Col is on turning into a regular Houdini! Last night he got out of his stall again and this time when Becky backed him out of the feedroom, she discovered that the chains across both his doors were intact. Either Col is learning how to undo and rehook his chain or he crawled under. Is that even possible? He is quite a big horse... I don't know. In any case, he got out! We are going to have to start keeping the gate between the stall aisle and the rest of the barn closed at all times. Although, I don't think that will stop him from getting out, as I suspect he is trying to make a point about what he thinks about stall living... :-) And he will keep making this point until his point has been heard.

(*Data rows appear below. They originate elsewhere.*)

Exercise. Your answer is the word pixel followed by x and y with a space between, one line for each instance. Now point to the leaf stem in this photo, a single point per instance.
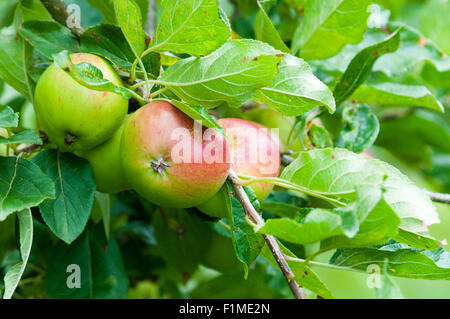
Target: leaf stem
pixel 270 240
pixel 288 185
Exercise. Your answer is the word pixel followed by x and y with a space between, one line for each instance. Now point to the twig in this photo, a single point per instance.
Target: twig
pixel 435 197
pixel 438 197
pixel 271 242
pixel 58 10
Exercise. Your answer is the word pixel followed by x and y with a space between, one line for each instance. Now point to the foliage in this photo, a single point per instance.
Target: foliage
pixel 371 79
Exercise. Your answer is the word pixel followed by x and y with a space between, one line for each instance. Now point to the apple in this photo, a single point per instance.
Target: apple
pixel 170 160
pixel 253 153
pixel 107 166
pixel 220 254
pixel 74 117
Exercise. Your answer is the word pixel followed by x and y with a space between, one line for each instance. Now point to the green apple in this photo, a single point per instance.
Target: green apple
pixel 166 160
pixel 74 117
pixel 252 154
pixel 107 165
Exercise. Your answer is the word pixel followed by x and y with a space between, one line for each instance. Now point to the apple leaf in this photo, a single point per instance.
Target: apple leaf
pixel 190 26
pixel 328 25
pixel 129 18
pixel 247 243
pixel 265 31
pixel 295 90
pixel 182 239
pixel 8 118
pixel 13 275
pixel 88 75
pixel 48 37
pixel 197 113
pixel 361 65
pixel 304 275
pixel 67 214
pixel 230 74
pixel 360 128
pixel 15 60
pixel 337 172
pixel 388 93
pixel 402 261
pixel 100 263
pixel 26 137
pixel 22 185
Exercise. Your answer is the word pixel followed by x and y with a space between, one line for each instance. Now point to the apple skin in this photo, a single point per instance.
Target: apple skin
pixel 220 254
pixel 150 167
pixel 74 117
pixel 107 166
pixel 243 164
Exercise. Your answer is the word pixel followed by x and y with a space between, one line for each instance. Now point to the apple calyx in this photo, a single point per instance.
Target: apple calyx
pixel 70 139
pixel 159 165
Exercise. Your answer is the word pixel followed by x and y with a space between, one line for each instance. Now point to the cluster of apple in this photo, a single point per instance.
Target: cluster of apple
pixel 135 151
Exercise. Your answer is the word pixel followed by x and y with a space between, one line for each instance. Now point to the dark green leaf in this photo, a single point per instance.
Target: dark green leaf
pixel 100 263
pixel 22 185
pixel 67 214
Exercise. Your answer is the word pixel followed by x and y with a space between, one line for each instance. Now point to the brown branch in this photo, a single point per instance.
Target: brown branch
pixel 58 10
pixel 271 242
pixel 435 197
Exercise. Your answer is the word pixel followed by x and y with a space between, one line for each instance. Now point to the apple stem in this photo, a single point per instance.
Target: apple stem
pixel 270 240
pixel 70 139
pixel 159 166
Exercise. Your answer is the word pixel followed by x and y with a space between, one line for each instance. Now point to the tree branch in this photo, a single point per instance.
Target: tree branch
pixel 58 10
pixel 435 197
pixel 271 242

Becky had her weekly jumping lesson today. This gave Little Love and me a chance to practice trailer "loading". We had four goes at it and each time Little Love walked all the way up the ramp until her feet were right at the threshold of the actual trailer. Twice she stuck her head in as far as she could reach, with the whites of her eyes flashing and her nostrils the size of dinner plates. She was nervous, but also a bit curious, which is a whole new development when it comes to the trailer. I was very happy with her effort!.
When Col left, both horses called out frantically. Little Love was running circles in her stall, banging on the door in between each lap. This is the first time Col has trailered out in the morning, as usually Becky's lesson is in the afternoon and the horses have had a good six hours of pasture time before they are separated. Little Love likes routines and this change in schedule definitely set her off. I gave her a moment before I pulled her out. She practically ran over me when I opened the stall, she was in such a hurry to go outside and see for herself that Col was gone. I took her into the arena where she trotted around with her head up high for about ten minutes, after which she came to the conclusion that she was alright without Col.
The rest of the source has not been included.